Sebastian Braun's mean flow model restores speech in real-time with 120x less compute
New speech restoration model runs in real-time with 120x less compute than SOTA
Sebastian Braun introduces a novel real-time speech restoration model based on Data Prediction Mean Flows, a variant of flow matching generative models. Traditional large offline processing models excel at tasks like bandwidth extension, gap filling, and removing non-linear artifacts from codecs, clipping, and distortion, but they are not real-time capable due to high latency and compute requirements. Braun's model addresses this by combining a few-step flow matching approach with a low-latency architecture, achieving no algorithmic latency beyond the STFT (short-time Fourier transform) processing.

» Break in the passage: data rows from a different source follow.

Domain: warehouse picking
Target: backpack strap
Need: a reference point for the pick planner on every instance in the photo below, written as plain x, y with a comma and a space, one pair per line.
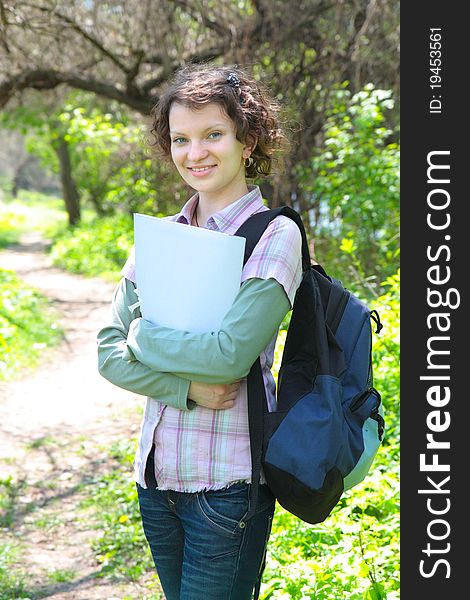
252, 230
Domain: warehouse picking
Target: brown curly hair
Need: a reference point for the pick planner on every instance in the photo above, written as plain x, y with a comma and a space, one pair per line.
245, 101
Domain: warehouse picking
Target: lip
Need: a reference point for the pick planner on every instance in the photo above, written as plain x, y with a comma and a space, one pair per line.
208, 169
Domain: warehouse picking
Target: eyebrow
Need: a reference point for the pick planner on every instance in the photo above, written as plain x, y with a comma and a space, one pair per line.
214, 126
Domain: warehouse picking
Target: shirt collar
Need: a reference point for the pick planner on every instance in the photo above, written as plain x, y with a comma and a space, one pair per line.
230, 218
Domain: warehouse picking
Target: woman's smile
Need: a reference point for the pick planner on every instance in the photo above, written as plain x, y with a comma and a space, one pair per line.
207, 153
202, 171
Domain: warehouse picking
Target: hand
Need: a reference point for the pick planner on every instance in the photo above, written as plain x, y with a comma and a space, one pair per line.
214, 395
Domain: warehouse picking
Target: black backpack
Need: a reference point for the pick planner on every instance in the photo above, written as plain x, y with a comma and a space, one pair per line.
328, 423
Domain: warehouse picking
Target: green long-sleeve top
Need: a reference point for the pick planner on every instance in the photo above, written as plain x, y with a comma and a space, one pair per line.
161, 362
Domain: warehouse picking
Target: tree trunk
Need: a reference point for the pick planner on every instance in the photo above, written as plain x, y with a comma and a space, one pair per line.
69, 189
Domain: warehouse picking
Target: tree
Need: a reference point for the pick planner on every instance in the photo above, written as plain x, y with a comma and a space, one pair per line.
126, 50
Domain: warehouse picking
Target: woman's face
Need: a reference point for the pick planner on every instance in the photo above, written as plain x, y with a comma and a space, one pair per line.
206, 152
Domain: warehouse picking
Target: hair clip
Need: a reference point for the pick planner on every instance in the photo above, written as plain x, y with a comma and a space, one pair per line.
235, 83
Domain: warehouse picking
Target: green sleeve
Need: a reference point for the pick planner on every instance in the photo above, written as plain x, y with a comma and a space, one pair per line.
215, 357
116, 364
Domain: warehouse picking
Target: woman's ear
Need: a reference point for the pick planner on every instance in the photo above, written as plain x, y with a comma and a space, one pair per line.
250, 146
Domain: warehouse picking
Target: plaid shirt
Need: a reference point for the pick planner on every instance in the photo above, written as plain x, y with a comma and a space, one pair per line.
204, 449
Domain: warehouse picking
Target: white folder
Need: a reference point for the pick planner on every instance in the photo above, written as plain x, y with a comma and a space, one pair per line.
187, 277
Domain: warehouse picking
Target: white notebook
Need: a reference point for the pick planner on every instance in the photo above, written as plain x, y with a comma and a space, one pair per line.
187, 277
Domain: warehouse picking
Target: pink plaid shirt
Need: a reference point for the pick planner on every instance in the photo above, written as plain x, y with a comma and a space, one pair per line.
204, 449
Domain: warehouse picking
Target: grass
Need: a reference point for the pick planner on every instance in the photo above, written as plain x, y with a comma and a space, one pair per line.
28, 326
12, 580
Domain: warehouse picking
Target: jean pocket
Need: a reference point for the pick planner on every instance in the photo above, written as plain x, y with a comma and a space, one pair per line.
224, 509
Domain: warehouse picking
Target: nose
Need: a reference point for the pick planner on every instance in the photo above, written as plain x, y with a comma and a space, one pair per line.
197, 151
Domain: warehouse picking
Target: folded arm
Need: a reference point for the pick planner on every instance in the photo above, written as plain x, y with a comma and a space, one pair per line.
215, 357
120, 368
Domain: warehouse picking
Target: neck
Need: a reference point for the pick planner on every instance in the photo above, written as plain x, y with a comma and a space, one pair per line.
207, 206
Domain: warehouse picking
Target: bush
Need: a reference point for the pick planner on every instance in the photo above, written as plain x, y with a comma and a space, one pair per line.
27, 325
100, 247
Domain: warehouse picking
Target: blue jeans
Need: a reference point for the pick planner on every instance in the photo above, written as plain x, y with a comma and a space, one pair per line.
201, 547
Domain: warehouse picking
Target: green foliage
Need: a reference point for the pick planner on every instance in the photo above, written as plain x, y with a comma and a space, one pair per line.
99, 247
121, 548
30, 211
12, 581
10, 227
353, 184
27, 325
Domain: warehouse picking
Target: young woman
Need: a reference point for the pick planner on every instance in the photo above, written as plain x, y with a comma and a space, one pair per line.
193, 463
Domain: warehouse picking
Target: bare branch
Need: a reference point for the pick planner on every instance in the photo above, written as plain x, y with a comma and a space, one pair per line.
91, 39
197, 14
50, 79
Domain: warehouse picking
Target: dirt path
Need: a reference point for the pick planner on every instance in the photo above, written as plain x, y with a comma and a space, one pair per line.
52, 425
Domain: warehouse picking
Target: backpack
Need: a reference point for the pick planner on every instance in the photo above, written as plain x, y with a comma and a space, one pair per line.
328, 423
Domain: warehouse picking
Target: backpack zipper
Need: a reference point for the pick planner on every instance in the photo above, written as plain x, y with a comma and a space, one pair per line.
339, 313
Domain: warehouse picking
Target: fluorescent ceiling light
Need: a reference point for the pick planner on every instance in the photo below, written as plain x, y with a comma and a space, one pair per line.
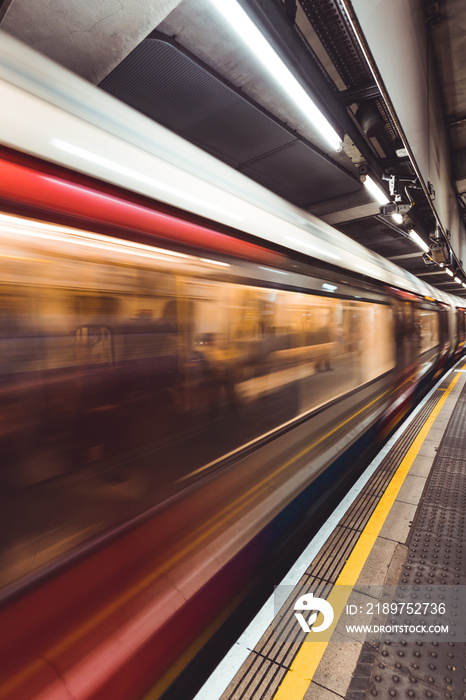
375, 190
419, 242
258, 44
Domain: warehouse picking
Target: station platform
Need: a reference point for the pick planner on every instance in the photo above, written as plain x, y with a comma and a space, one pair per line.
397, 539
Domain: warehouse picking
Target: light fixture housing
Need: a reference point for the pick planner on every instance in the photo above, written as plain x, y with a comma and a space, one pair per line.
419, 242
376, 191
257, 43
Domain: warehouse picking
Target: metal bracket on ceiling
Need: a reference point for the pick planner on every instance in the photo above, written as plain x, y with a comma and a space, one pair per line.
291, 9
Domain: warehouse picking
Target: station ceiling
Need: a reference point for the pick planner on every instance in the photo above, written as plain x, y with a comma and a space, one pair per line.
181, 64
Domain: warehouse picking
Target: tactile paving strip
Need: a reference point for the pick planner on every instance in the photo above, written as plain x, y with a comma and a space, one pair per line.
435, 556
267, 664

The key innovation is the mean flow formulation that reduces computational cost by 120x compared to state-of-the-art methods while maintaining comparable audio quality. This makes it practical for real-time deployment in communication systems, hearing aids, and voice assistants. The model can restore speech degraded by various non-linear distortions without needing linear denoising or dereverberation, filling a gap in real-time audio processing. The paper is available on arXiv (2605.16251) and could impact live speech enhancement in telephony and streaming.

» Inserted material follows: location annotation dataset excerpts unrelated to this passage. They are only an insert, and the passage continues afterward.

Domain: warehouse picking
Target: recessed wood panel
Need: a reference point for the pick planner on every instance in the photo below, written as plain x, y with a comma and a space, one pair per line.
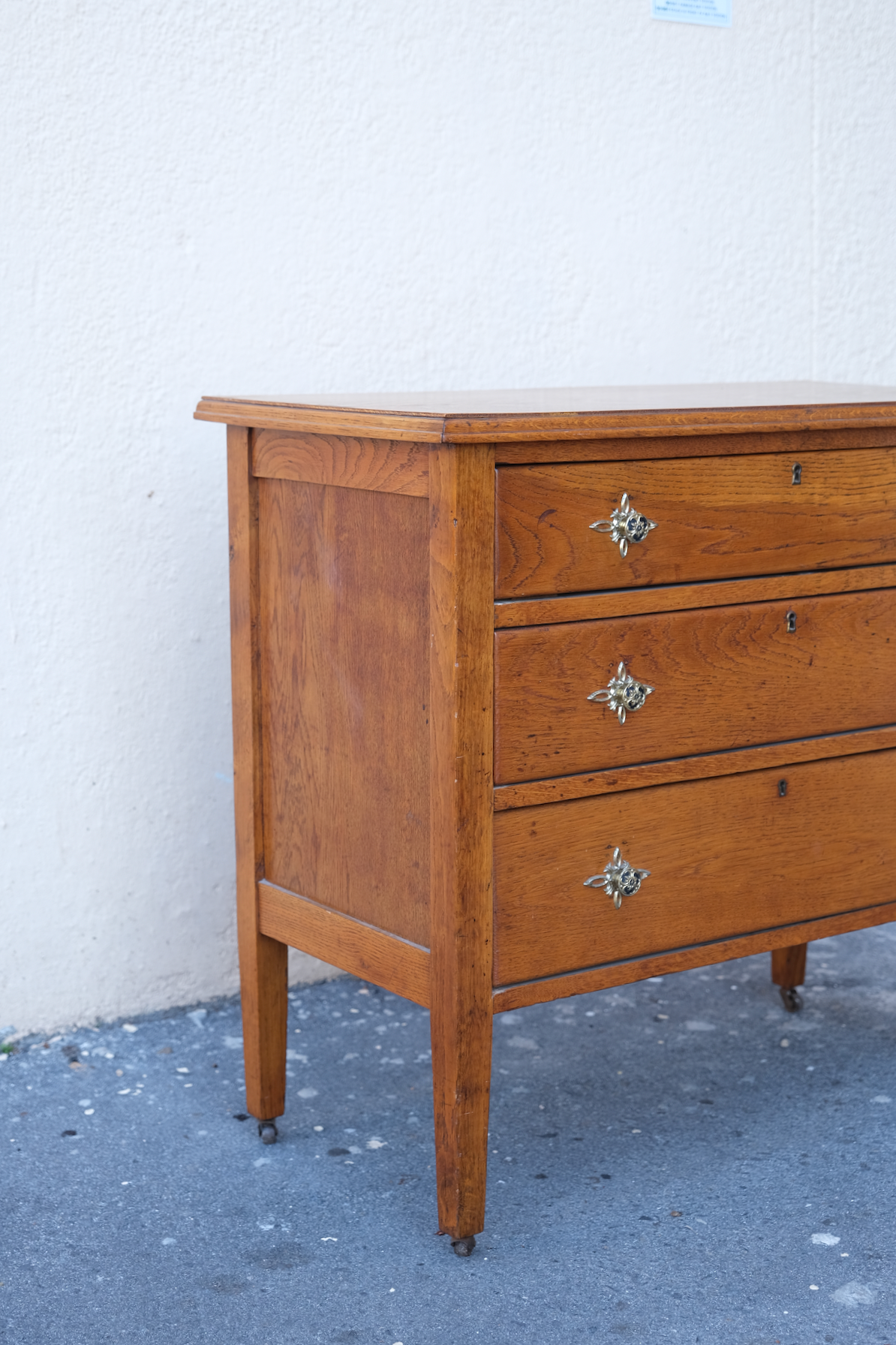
716, 518
344, 689
726, 857
728, 677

- Uses Data Prediction Mean Flows, a flow matching model, for speech restoration tasks like bandwidth extension and artifact removal
- Achieves 120x less compute than state-of-the-art with similar audio quality
- Introduces zero algorithmic latency beyond STFT, enabling real-time processing in low-latency systems
Why It Matters
Enables high-quality real-time speech restoration for live calls and streaming with drastically lower compute requirements.